Votre remarque sur l’apparence des actrices est frappante. Grandperret choisit effectivement de mettre en avant le corps féminin, mais sans le moindre recul critique : Nina court en mini-jupe et décolleté, Céline erre en top satiné sans soutien-gorge, perchées sur des talons aiguilles improbables. Ce choix vestimentaire, loin de traduire une rébellion ou une revendication d’identité, ressemble plutôt à une mise en spectacle gratuite du corps féminin. Il en résulte une impression de superficialité : ce n’est pas l’errance tragique de deux héroïnes, mais la déclinaison paresseuse de fantasmes publicitaires. Là où Pialat savait filmer ses actrices avec une vérité nue, Grandperret glisse dans une complaisance esthétique : la caméra cherche le galbe, le décolleté, l’image glamour, plutôt que l’épaisseur humaine. 
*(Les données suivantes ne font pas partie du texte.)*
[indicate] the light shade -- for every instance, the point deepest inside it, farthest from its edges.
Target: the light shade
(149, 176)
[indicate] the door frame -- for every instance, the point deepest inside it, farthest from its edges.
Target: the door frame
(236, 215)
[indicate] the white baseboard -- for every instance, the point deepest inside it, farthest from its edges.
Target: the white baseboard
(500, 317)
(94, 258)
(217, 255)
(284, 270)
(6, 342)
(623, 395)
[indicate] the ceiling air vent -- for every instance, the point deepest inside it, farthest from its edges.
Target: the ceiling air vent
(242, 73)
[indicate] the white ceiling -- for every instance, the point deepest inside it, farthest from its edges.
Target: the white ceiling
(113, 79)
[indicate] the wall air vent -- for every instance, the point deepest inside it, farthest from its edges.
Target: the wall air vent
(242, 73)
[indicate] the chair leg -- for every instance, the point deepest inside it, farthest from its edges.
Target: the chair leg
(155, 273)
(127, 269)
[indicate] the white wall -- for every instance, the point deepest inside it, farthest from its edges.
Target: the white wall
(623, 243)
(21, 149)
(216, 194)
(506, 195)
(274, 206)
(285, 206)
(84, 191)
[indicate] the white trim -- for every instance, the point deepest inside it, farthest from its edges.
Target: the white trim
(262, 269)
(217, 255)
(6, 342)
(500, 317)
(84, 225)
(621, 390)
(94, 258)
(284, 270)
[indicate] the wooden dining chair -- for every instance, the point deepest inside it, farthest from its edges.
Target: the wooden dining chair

Le voyage des deux jeunes femmes n’a pas non plus la cohérence dramatique qu’on attendrait. Leur cavale n’est ni politique, ni poétique, ni même véritablement tragique : elle se réduit à une succession de confrontations sans queue ni tête, comme si le film voulait singer une révolte sans jamais l’incarner. On en vient à se demander si ces héroïnes ne sont pas volontairement vidées de toute pensée : leur QI d’huître, les réduit à des silhouettes erratiques, incapables de dépasser le caprice ou l’impulsion immédiate. Difficile d’y voir autre chose qu’un mépris déguisé pour la jeunesse et, pire encore, pour les femmes. 

Ce qui frappe, c’est le décalage entre les ambitions revendiquées (un film « pialatien », rugueux, cru) et le résultat : un film sans âme, qui se drape dans la violence mais ne dit rien d’autre que le vide. Certains critiques ont voulu y voir une filiation avec les œuvres des années 70, pleines de bruit, de fureur et de révolte. Mais cette comparaison me paraît abusive : là où les films de l’époque portaient une colère sociale, Meurtrières ne propose qu’une ode à la vacuité. Il est le reflet exact de notre société contemporaine : le corps comme image, la révolte comme posture, la vacuité comme horizon. 

Il reste pourtant une échappée : Céline Salette. Son jeu, tout en intensité rentrée, sauve de nombreux passages du naufrage. Elle parvient à donner à son personnage une épaisseur tragique, une douleur sourde qui perce par instants, comme si elle portait sur ses épaules le poids du film entier. Elle seule incarne ce que le projet aurait pu devenir : une chronique bouleversante de deux vies fracassées par le désespoir social. 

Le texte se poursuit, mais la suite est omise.